Carcinoma of the Larynx: Changing Incidence in Women

Author Affiliations

From the Departments of Pathology, Ben Taub General Hospital and Baylor College of Medicine, Houston, Tex.

Arch Otolaryngol Head Neck Surg. 1991;117(6):681-684. doi:10.1001/archotol.1991.01870180117023

• Laryngeal carcinoma has classically been considered a disease of men with a history of tobacco and alcohol abuse. Substantial increases in the incidence of laryngeal carcinoma have occurred among both men and women from 1947 through 1984. In men, the incidence has increased from 5.6 to 9.0 per 100 000 population and in women, from 0.5 to 1.5 per 100 000 population.
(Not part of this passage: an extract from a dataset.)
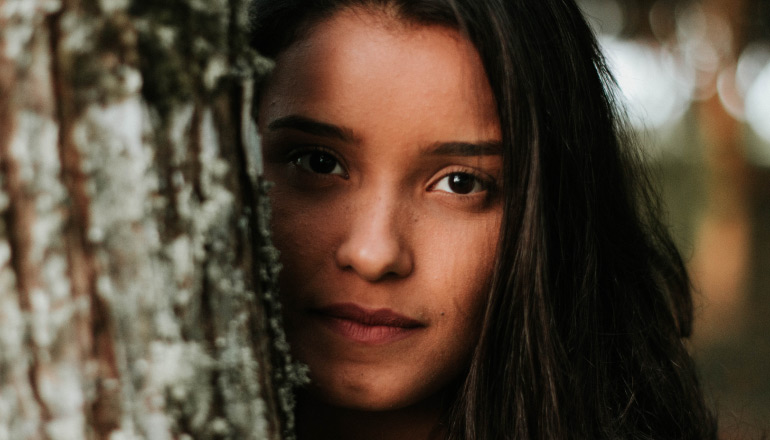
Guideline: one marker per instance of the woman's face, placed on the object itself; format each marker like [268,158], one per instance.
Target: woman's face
[384,145]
We recently encountered three consecutive cases of laryngeal carcinoma in women at the Ben Taub General Hospital, Houston, Tex, diagnosed and treated over a 3-month period. Each woman had a long history of cigarette smoking, and two also had a history of alcohol abuse. These consecutive presentations of laryngeal carcinomas in women prompted us to examine our Cancer Registry Files from 1959 through 1973 and 1974 through 1988. Over these two 15-year periods, the male-to-female ratio declined from 5.6:1 to 4.5:1, reflecting a greater incidence among women.